Encor si ta valeur, a tout vaincre obstinée,
Nous laissoit, pour le moins, respirer une année,
Peut-être mon esprit, prompt à ressusciter,
Du temps qu’il a perdu sauroit se racquitter.
Sur ses nombreux défauts, merveilleux à décrire,
Le siècle m’offre encor plus d’un mot à décrire.
Mais à peine Dinan et Limbourg sont forcés,
Qu’il faut chanter Bouchain et Condé terrassés.
Ton courage, affamé de péril et de gloire,
Court d’exploits en exploits, de victoire en victoire.
Souvent ce qu’un seul jour te voit exécuter
Nous laisse pour un an d’actions à compter.
NoQue si quelquefois, las de forcer des murailles,
Le soin de tes sujets te rappelle à Versailles,
Tu viens m’embarrasser de mille autres vertus :
Te voyant de plus près, je t’admire encor plus.

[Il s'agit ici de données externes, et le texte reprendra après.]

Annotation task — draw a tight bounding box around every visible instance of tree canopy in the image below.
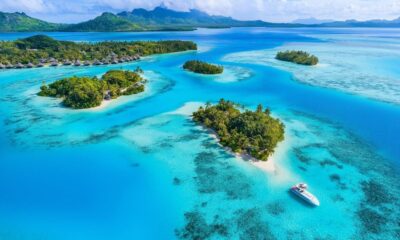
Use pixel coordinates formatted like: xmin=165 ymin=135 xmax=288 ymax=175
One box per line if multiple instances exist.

Dans les nobles douceurs d’un séjour plein de charme,
Tu n’es pas moins héros qu’au milieu des alarmes :
De ton trône agrandi portant seul tout le faix,
Tu cultives les arts, tu répands les bienfaits ;
Tu sais récompenser jusqu’aux muses critiques.
Ah ! crois-moi, c’en est trop. Nous autres satiriques,
Propres à relever les sottises du temps,
Nous sommes un peu nés pour être mécontens :
Notre muse, souvent paresseuse et stérile,
A besoin, pour marcher, de colère et de bile.
Notre style languit dans un remercîment,
Mais, grand roi, nous savons nous plaindre élégamment.